A glass of wine and a walk is what a Great Clifton woman credits for her long life as she turns 100 today.

Kathleen Sydney will celebrate her birthday with family and friends at the Old Ginn House in Great Clifton, with further celebrations at Clarendon Grange tomorrow.

Kathleen laughingly says herself as the home's best resident and puts her longevity down to walking and a glass of dry white wine with meals.

She said: "I couldn't be in a better place. They are all so kind, and I want for nothing."

She added that she disliked television and instead preferred to read the newspaper twice a day. 

She said: "I have to read it in the afternoon again because I've forgotten what I've read in the morning!"

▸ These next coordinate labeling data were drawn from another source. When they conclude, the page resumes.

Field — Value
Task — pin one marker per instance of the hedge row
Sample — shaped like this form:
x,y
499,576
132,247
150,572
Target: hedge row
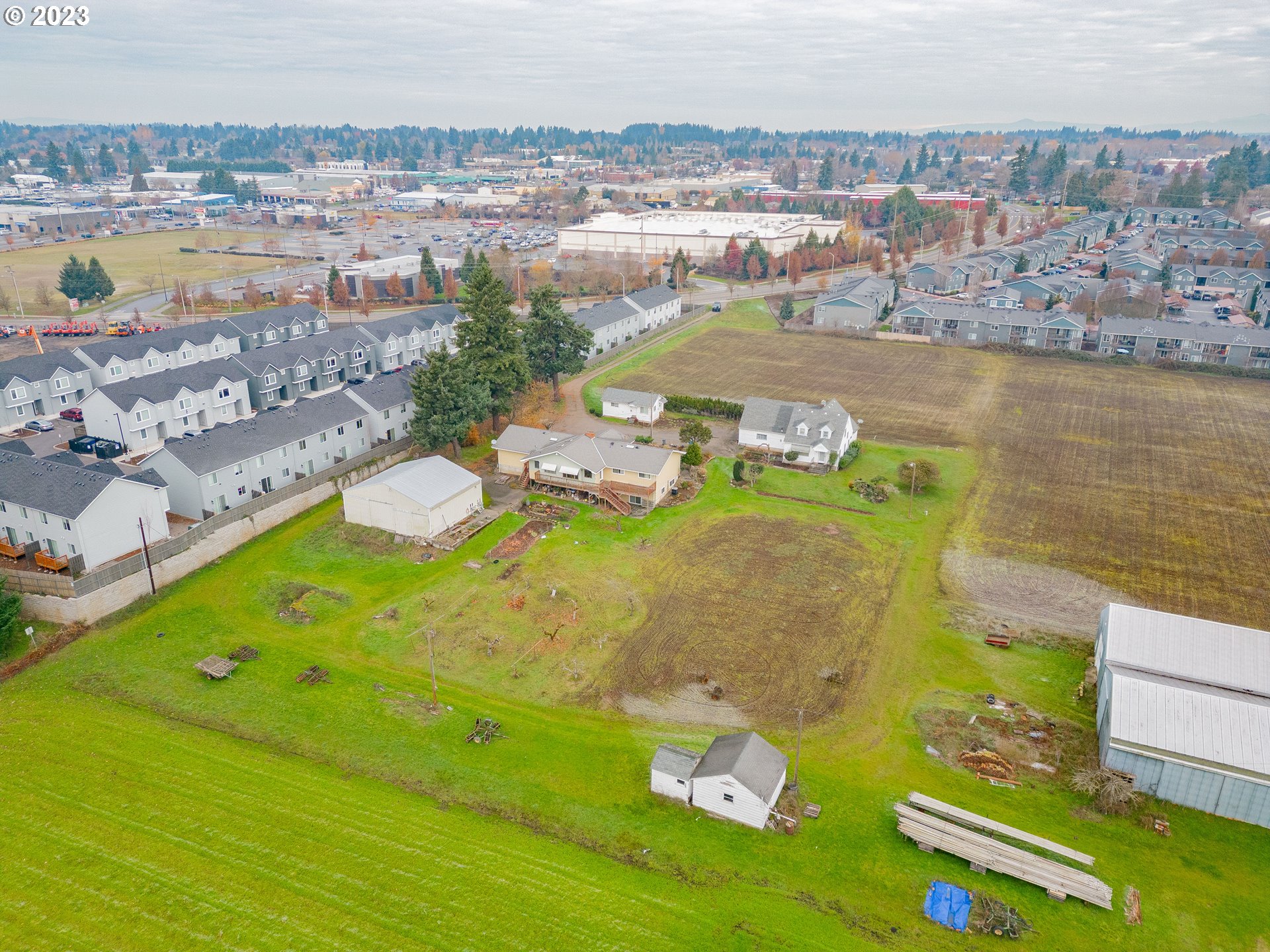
x,y
706,407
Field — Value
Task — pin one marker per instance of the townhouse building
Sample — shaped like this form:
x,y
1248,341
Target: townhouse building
x,y
64,516
389,404
233,463
854,303
114,360
308,366
144,412
952,323
1197,342
41,385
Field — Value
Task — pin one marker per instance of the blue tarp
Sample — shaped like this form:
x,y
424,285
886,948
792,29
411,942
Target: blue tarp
x,y
948,905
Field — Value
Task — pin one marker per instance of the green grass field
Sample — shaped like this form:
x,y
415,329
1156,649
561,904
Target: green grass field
x,y
145,808
128,259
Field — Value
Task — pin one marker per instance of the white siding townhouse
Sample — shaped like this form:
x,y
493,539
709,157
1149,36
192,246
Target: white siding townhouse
x,y
632,404
404,339
277,325
230,465
854,303
389,403
73,513
144,412
740,777
124,358
955,323
41,385
814,432
308,366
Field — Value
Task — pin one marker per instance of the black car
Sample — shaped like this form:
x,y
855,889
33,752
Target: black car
x,y
107,450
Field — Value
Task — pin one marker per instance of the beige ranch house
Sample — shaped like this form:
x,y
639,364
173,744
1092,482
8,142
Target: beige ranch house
x,y
607,469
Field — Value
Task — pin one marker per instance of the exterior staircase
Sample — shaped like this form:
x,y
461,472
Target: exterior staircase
x,y
615,500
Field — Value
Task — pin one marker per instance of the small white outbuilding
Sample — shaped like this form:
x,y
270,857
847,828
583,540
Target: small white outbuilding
x,y
740,777
419,498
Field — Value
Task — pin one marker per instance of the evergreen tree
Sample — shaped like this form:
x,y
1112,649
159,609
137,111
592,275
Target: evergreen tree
x,y
825,178
73,280
429,273
554,342
99,284
469,266
106,161
1019,178
448,399
489,340
55,168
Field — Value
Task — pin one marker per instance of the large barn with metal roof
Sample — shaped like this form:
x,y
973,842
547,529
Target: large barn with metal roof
x,y
1184,706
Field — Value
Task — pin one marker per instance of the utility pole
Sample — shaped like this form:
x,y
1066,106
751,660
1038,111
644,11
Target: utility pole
x,y
145,550
432,668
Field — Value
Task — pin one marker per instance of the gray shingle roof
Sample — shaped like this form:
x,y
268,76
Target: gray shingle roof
x,y
748,760
429,481
386,390
234,442
48,485
603,315
654,296
257,321
310,349
161,340
38,367
165,385
675,761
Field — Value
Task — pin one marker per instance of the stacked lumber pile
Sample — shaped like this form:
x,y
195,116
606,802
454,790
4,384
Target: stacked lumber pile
x,y
933,832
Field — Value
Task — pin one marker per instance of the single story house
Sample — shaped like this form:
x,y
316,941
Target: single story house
x,y
81,514
818,433
144,412
607,469
41,385
740,777
235,462
1184,707
418,498
633,404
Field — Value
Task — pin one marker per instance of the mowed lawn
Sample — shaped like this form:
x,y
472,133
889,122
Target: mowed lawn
x,y
349,809
128,259
1154,483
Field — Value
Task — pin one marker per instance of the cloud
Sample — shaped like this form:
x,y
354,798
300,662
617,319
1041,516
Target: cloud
x,y
605,63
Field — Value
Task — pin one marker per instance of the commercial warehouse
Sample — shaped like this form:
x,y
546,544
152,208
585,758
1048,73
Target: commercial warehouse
x,y
1184,706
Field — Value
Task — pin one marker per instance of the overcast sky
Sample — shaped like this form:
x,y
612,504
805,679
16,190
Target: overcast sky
x,y
603,63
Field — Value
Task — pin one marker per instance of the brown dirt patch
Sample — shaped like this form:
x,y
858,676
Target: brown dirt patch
x,y
520,541
747,612
1028,596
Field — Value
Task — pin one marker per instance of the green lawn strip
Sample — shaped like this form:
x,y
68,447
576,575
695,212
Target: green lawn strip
x,y
546,775
177,837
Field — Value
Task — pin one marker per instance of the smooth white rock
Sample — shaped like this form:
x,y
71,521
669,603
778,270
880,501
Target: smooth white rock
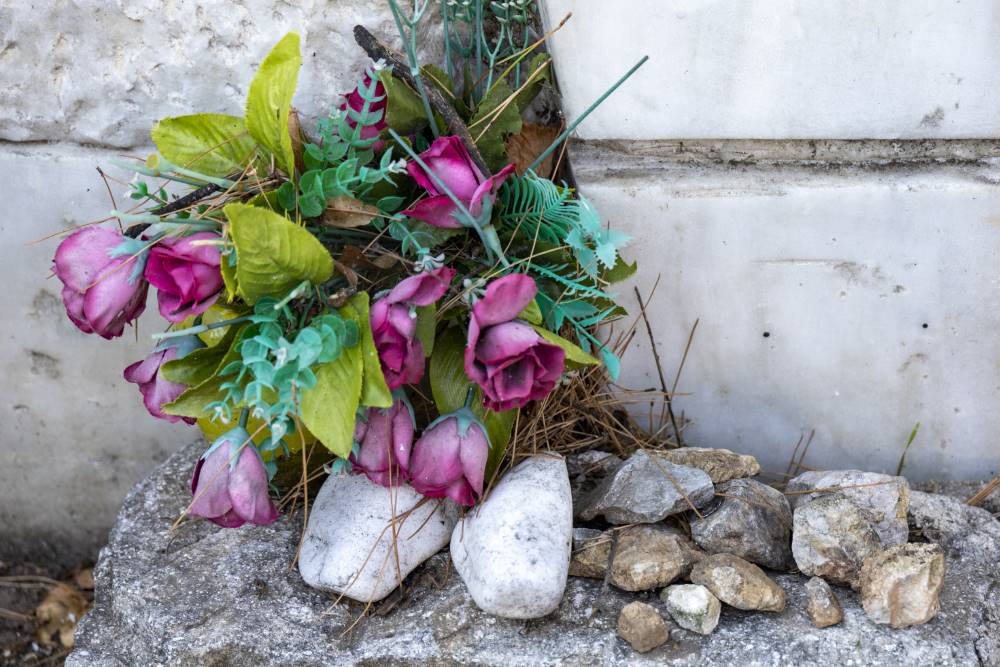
x,y
348,545
513,550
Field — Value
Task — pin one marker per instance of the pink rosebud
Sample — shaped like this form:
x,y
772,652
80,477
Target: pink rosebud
x,y
451,163
99,291
186,275
230,484
394,329
155,389
385,441
506,357
449,459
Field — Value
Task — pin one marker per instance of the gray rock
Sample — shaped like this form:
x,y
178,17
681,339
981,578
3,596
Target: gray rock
x,y
647,557
513,550
753,522
693,607
738,583
824,607
902,585
645,489
349,544
831,538
642,626
885,498
721,465
201,595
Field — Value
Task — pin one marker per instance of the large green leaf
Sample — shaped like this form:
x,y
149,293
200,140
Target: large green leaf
x,y
450,385
209,143
270,99
273,253
329,408
375,392
192,402
575,357
490,126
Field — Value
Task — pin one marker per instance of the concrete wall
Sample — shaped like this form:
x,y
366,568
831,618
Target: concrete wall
x,y
819,183
81,82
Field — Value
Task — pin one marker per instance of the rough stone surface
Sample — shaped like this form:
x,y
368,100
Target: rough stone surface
x,y
721,465
200,597
831,538
902,585
884,497
753,522
513,550
824,608
738,583
646,489
365,563
647,556
642,626
692,607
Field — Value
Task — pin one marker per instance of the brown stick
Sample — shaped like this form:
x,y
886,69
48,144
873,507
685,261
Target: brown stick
x,y
376,50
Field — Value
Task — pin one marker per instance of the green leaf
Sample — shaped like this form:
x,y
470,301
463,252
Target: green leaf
x,y
270,99
273,253
489,127
375,392
574,355
450,385
404,110
198,365
531,313
426,323
192,402
209,143
329,408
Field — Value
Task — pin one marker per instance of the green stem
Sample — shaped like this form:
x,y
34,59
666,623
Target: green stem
x,y
562,137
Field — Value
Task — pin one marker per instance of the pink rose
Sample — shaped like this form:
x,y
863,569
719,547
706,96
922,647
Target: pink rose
x,y
186,275
385,441
449,459
99,291
230,484
155,389
451,163
505,356
394,327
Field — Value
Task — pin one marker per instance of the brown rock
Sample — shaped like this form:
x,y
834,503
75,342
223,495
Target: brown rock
x,y
721,465
642,626
647,557
824,608
901,586
738,583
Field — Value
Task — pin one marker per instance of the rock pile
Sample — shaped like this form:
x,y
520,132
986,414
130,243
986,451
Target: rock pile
x,y
200,595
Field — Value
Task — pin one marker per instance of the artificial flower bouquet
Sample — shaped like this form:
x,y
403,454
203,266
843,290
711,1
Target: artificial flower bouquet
x,y
395,285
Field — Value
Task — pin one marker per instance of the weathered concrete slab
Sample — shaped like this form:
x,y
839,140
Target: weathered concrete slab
x,y
210,596
855,300
781,69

Born in Clay Street to Michael and Agnes McGeown, she spent her early years in Pilgrim Street.

She attended St Patrick's Primary School and Whitehaven Grammar School before training as a hairdresser, seeing customers in her small front room.

During World War Two, she retrained as a nurse in a military hospital at Winwick, near Warrington.

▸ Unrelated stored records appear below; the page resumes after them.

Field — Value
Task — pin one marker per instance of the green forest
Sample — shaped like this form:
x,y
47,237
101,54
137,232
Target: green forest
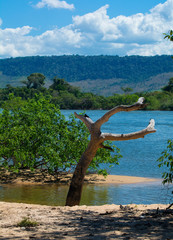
x,y
101,75
66,96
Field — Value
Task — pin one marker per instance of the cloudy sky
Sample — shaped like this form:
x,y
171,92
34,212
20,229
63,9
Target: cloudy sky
x,y
91,27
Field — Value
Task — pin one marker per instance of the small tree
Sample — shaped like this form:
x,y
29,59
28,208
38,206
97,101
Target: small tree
x,y
96,142
35,134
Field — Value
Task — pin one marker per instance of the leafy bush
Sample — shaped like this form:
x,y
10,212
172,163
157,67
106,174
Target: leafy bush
x,y
34,134
167,160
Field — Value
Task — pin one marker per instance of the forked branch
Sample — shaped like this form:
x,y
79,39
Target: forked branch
x,y
129,136
138,105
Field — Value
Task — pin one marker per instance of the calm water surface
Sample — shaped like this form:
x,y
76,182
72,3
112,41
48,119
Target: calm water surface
x,y
139,159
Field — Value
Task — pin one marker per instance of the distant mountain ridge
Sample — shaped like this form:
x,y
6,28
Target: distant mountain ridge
x,y
103,75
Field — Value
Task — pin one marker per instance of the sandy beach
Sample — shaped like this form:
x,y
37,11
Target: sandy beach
x,y
38,177
86,222
83,222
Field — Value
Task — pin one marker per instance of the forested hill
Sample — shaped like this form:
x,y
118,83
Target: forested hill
x,y
98,74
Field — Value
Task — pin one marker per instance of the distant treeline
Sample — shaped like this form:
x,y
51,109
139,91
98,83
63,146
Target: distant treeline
x,y
76,68
69,97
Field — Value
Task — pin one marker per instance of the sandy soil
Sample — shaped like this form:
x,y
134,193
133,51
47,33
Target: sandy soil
x,y
83,222
87,222
43,177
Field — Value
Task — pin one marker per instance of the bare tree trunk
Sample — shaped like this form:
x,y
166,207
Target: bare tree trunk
x,y
75,190
97,139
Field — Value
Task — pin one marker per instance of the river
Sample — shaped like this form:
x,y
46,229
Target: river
x,y
139,159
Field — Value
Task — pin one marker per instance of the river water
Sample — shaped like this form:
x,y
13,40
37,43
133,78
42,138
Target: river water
x,y
139,159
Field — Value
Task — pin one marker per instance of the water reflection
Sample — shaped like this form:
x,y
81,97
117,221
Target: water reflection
x,y
55,195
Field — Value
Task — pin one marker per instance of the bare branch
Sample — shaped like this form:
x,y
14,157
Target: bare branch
x,y
129,136
85,119
107,147
138,105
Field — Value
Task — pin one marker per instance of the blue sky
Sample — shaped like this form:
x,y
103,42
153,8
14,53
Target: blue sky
x,y
92,27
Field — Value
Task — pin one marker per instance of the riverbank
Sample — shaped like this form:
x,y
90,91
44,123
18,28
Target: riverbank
x,y
43,177
86,222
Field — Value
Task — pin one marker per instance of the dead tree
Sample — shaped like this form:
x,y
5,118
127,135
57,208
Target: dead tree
x,y
96,141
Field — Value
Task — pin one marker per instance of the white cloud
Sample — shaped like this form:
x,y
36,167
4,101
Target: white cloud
x,y
96,33
54,4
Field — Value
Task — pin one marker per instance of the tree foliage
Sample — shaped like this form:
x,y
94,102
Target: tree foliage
x,y
166,160
34,134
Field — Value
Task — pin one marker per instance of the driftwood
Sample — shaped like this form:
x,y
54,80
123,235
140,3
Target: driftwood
x,y
96,141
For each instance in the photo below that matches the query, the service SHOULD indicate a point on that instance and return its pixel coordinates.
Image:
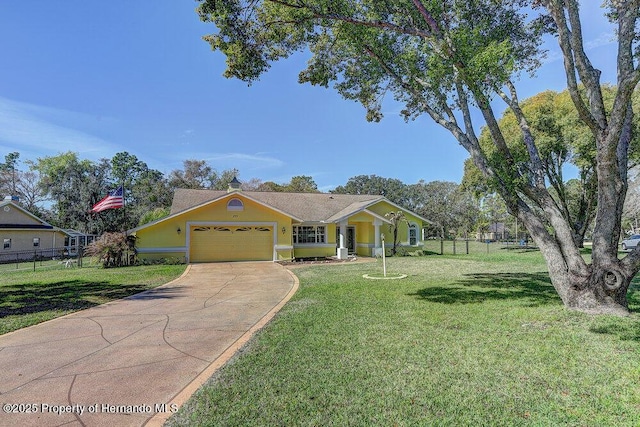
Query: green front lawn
(464, 340)
(28, 297)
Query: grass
(29, 297)
(478, 339)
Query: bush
(111, 249)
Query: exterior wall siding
(22, 240)
(164, 234)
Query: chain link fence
(65, 257)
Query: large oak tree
(446, 58)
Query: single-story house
(20, 230)
(236, 225)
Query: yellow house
(21, 231)
(235, 225)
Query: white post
(343, 252)
(384, 258)
(376, 246)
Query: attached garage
(211, 243)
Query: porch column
(343, 252)
(377, 249)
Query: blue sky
(98, 78)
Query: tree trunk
(599, 288)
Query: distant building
(495, 231)
(20, 230)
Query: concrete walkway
(133, 362)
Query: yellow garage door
(231, 243)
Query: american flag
(113, 200)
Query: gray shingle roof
(309, 207)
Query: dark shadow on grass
(64, 295)
(535, 288)
(521, 249)
(625, 329)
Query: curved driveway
(134, 361)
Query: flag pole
(124, 210)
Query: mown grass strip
(476, 340)
(30, 297)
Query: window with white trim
(309, 234)
(235, 205)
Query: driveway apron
(132, 362)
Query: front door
(350, 243)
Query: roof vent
(234, 185)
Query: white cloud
(240, 160)
(35, 130)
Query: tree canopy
(448, 59)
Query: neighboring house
(234, 225)
(20, 230)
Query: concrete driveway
(133, 362)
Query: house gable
(292, 225)
(14, 216)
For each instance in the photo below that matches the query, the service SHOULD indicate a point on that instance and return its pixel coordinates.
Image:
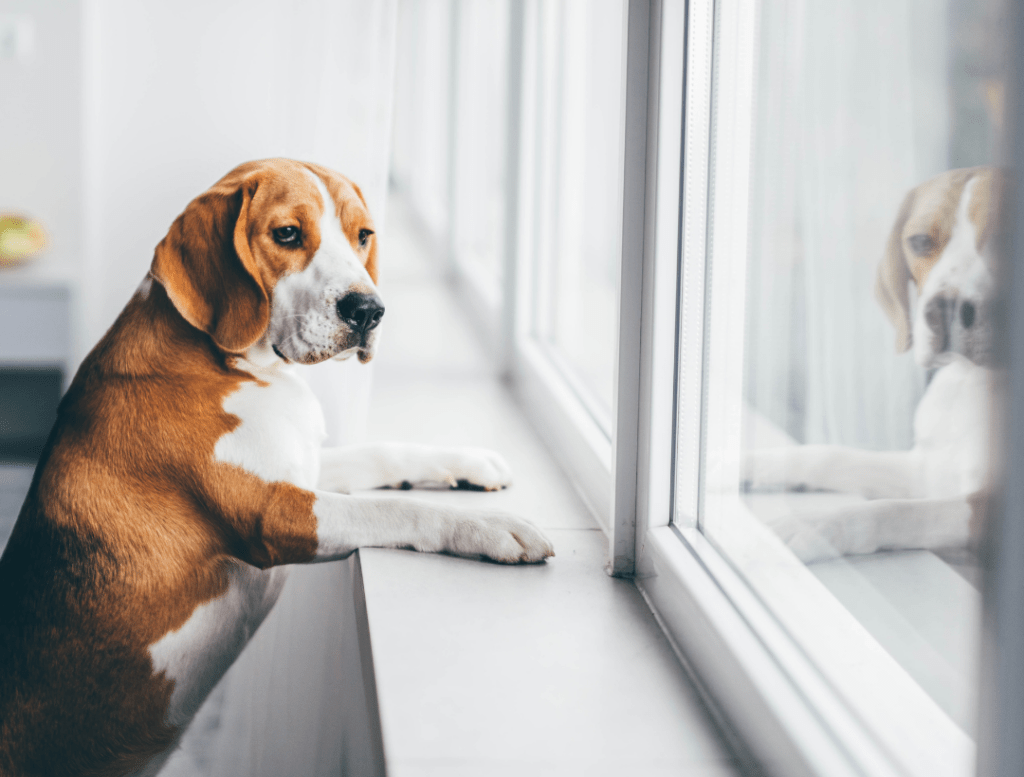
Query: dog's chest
(281, 430)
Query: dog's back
(105, 558)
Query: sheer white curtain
(852, 112)
(174, 95)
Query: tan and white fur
(929, 497)
(185, 471)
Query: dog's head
(941, 242)
(278, 252)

She married Alfred Sydney, the boy next door, in 1942 and the couple settled in Victoria Road.

They had sons, Michael and Paul, and Alf worked at Lakeland Laundries while Kathleen returned to nursing at the then new Workington Maternity Hospital.

Alf died in 1976 aged 61 and Kathleen said she found solace in religion and her emerging family of six grandchildren.

She sang soprano in the Carnegie Singers for many years and enjoyed long walks around the town with her friend Katie Gilmore.

Kathleen later lived in Scalebeck Court, where she was nicknamed Queen of Scalebeck Court because of her neighbourly hospitality on hairdressing day.

She remained independent well into her nineties, and was a familiar figure bustling up the old railway line into town with her shopping trolley.